The heavy rain has stopped for now, but that doesn't mean Poland is in the clear just yet.
Water levels in Vistula are receding, but banking on the rivers are unstable. There's no large rainfall forecast for the already heavily flooded areas, but cities along the Wisla River could see flood waves moving north today. People in Warsaw braced themselves today as the Vistula river heightened after smaller amounts of fresh rain fell.
Areas near Wisla have had heightened river levels for three days now. The soaking wet ground has left the levees unstable, turning them jelly-like. On a good note, the situation in Silesia is reportedly under control, with water levels down one metre, and it's also receding in Sandomierz.

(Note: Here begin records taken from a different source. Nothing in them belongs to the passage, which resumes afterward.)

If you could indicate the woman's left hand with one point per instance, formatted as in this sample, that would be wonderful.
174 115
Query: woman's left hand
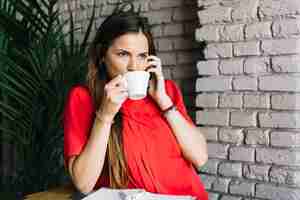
157 84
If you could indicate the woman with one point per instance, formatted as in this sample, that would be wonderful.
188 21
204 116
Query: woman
116 142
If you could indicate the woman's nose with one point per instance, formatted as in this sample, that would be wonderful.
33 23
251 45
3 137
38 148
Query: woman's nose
134 65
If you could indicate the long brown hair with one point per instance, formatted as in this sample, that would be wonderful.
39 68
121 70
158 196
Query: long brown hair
120 22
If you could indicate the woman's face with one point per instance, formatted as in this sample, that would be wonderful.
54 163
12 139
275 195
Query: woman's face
127 53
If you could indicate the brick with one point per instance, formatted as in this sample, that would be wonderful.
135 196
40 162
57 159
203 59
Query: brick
277 156
210 133
184 72
185 86
187 57
207 3
207 180
213 84
210 167
213 196
167 58
241 188
234 136
231 100
230 169
173 30
208 33
218 50
207 100
285 139
218 118
246 48
285 101
257 65
232 32
107 10
243 118
164 44
286 28
184 44
260 30
156 31
279 83
209 67
189 28
232 66
274 9
257 172
285 176
245 11
279 120
286 64
228 197
280 46
159 16
157 4
257 101
257 137
242 154
143 6
273 192
187 13
221 184
216 14
216 150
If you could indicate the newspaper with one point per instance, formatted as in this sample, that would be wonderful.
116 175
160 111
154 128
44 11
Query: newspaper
132 194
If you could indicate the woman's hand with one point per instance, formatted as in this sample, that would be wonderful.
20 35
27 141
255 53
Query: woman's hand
115 93
157 84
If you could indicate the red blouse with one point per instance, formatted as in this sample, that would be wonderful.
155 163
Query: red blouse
155 161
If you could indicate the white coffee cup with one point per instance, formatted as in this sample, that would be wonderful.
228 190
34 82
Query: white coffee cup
137 84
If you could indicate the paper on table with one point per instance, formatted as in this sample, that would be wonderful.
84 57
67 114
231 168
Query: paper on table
132 194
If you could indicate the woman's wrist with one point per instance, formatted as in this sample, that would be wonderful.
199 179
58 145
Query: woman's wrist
165 103
104 118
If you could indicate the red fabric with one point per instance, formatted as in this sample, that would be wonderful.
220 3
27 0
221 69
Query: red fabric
155 161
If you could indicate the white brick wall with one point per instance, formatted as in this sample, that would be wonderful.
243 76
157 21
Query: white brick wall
246 90
251 75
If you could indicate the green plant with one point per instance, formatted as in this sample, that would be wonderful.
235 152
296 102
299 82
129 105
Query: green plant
39 64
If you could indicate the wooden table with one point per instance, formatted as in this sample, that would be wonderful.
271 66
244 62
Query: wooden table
61 193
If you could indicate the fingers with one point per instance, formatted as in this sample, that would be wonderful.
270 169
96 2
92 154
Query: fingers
116 89
115 81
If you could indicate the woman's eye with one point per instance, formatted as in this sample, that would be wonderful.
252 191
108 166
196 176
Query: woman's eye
122 54
143 56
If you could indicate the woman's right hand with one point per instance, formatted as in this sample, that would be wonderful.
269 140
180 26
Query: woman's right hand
115 93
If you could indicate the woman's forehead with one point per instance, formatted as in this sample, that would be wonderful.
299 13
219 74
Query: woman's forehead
131 42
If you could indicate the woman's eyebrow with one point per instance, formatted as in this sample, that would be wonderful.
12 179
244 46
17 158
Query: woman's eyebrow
146 52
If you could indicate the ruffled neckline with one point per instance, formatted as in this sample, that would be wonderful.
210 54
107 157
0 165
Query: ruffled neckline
142 107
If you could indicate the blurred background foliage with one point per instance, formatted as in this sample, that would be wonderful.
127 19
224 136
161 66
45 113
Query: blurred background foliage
38 65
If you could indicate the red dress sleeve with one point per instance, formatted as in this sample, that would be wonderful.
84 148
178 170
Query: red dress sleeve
77 120
175 94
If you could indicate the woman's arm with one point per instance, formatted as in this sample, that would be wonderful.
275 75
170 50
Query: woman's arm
191 140
86 168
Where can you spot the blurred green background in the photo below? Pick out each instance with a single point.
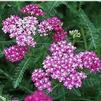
(15, 79)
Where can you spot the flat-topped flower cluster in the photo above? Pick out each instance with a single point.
(24, 29)
(63, 63)
(67, 66)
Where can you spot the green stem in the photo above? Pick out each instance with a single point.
(84, 38)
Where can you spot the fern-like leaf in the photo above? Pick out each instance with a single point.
(20, 72)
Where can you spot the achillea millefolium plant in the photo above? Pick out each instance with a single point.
(43, 60)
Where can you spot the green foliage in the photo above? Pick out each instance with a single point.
(15, 79)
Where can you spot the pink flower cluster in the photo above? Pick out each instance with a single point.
(15, 53)
(90, 61)
(63, 64)
(38, 96)
(21, 29)
(41, 80)
(52, 24)
(33, 9)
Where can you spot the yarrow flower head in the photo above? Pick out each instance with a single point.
(41, 80)
(38, 96)
(21, 29)
(90, 61)
(15, 53)
(61, 65)
(33, 9)
(54, 24)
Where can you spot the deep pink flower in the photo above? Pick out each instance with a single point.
(33, 9)
(38, 96)
(15, 53)
(41, 80)
(22, 29)
(90, 61)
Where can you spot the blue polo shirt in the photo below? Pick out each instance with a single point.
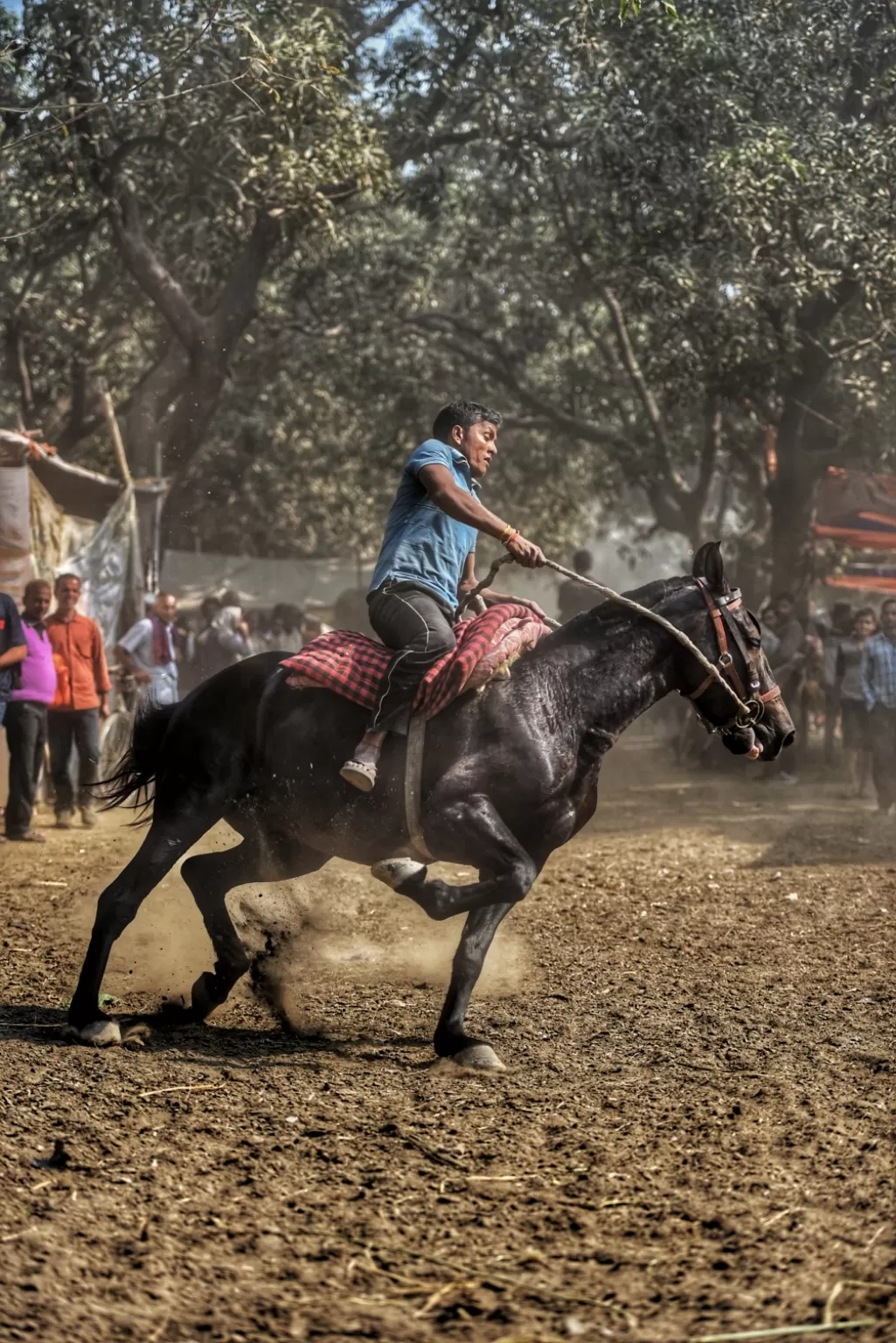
(11, 637)
(422, 544)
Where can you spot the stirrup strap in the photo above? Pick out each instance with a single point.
(413, 774)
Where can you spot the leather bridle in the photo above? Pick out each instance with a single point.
(755, 700)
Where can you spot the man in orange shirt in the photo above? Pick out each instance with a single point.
(82, 700)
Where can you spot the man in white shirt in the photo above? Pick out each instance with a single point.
(147, 651)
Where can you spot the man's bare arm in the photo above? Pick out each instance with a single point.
(490, 595)
(462, 506)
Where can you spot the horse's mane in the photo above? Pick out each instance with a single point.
(608, 613)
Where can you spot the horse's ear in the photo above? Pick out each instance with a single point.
(707, 564)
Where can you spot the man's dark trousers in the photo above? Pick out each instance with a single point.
(25, 724)
(418, 626)
(78, 728)
(883, 743)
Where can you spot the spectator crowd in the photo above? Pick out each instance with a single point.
(837, 673)
(55, 683)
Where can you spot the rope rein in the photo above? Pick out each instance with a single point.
(710, 668)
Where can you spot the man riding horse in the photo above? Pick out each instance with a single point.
(426, 564)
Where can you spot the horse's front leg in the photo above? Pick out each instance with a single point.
(452, 1040)
(469, 832)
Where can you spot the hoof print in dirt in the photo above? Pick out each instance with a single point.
(481, 1059)
(395, 872)
(135, 1036)
(101, 1034)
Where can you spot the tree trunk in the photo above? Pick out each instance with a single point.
(790, 500)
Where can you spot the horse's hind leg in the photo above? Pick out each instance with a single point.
(165, 842)
(210, 877)
(450, 1039)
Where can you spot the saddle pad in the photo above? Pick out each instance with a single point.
(353, 665)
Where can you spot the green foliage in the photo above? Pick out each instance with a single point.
(646, 240)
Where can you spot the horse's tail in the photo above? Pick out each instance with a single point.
(132, 782)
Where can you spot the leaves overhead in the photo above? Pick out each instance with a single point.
(648, 240)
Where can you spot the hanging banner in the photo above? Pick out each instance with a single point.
(109, 570)
(15, 525)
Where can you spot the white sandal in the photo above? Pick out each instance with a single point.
(359, 774)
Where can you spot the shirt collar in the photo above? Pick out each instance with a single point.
(463, 466)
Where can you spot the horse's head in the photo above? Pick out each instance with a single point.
(730, 637)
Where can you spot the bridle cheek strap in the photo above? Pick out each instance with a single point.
(720, 616)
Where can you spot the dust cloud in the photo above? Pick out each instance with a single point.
(343, 927)
(308, 939)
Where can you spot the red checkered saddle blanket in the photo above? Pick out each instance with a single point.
(353, 665)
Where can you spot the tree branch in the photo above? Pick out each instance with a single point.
(648, 400)
(238, 298)
(385, 23)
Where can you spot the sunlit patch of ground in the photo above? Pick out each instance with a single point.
(696, 1007)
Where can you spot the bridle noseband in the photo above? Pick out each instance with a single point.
(754, 699)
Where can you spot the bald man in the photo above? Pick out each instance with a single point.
(147, 651)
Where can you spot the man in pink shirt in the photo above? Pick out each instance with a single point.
(25, 717)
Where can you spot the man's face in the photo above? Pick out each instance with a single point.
(38, 602)
(67, 595)
(165, 608)
(478, 445)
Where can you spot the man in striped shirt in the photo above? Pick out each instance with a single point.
(879, 685)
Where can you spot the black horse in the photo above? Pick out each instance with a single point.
(508, 776)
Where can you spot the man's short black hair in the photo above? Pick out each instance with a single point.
(467, 414)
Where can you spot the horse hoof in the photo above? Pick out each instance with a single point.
(481, 1057)
(135, 1036)
(395, 872)
(100, 1034)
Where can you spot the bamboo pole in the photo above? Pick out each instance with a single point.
(115, 433)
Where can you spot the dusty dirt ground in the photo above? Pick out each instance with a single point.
(692, 1138)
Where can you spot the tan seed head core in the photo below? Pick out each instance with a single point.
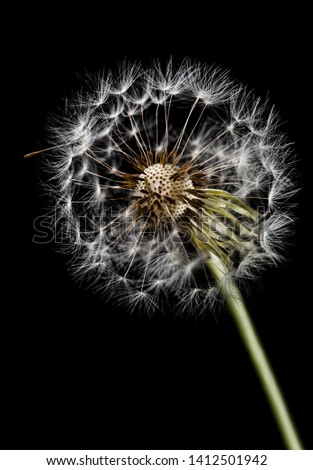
(163, 190)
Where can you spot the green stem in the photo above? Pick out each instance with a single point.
(258, 356)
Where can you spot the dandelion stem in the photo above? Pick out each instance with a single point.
(239, 312)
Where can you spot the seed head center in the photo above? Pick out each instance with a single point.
(163, 189)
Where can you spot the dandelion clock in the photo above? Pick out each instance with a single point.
(174, 188)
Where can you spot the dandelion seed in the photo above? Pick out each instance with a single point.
(184, 183)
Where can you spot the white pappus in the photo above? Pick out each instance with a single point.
(156, 169)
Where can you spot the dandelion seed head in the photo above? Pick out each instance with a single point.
(155, 170)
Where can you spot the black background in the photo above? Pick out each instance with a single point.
(79, 373)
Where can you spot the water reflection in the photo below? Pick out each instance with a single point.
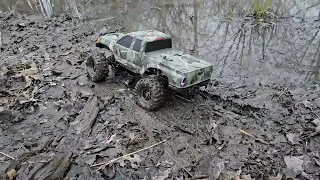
(242, 48)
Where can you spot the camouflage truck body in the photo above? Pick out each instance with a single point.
(143, 51)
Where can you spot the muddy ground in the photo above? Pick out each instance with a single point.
(54, 123)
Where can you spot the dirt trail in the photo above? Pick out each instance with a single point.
(44, 94)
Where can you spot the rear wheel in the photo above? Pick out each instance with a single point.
(151, 93)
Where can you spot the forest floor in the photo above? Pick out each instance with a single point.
(56, 124)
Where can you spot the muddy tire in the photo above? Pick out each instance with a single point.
(151, 93)
(97, 65)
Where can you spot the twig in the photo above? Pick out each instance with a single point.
(7, 155)
(105, 19)
(257, 139)
(88, 2)
(283, 92)
(0, 39)
(104, 164)
(3, 58)
(183, 98)
(178, 163)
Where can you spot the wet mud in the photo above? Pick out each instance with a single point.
(55, 123)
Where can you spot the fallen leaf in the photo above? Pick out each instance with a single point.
(293, 138)
(307, 104)
(12, 174)
(316, 122)
(294, 163)
(278, 177)
(134, 161)
(3, 71)
(163, 175)
(246, 177)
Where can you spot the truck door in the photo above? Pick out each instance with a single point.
(137, 46)
(125, 55)
(122, 47)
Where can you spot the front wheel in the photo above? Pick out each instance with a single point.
(151, 93)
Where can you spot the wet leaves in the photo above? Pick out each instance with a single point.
(294, 163)
(134, 161)
(293, 138)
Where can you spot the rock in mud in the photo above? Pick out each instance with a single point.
(293, 138)
(217, 167)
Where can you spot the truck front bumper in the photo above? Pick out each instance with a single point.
(190, 88)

Torrential rains have caused flash flooding and lead to 7 deaths in southern Poland. More than 2,000 people have left their homes when the government forced a mass evacuation earlier this week.
Floodwaters have literally submerged fields, roads and railway lines and more than 4,000 homes are still without power. And it's not just Poland that's facing this onset of messy weather. Rivers have overflowed in Slovakia, Serbia and the Czech Republic.
In Hungary, thousands of residents have been forced from their homes after heavy downpours blocked villages and cut off power supplies over the weekend. The mayor of the country's third largest city Miskolc has declared an emergency tap water restriction. As a result residents are coming together to build makeshift dams from logs, rocks and debris.
“The level of cooperation is exemplary,” says Hungarian Mayor Istvan Bobal. “In one hour more than 100 people gathered here along with excavators and lorries. The residents are working together alongside a big workforce which arrived to help the citizens of the village.”
This unusual onset of severe weather brought heavy gusts of winds and two months worth of rain for some areas.
And according to European forecasts, it doesn't look like any relief is in store. More rain is expected in the coming days.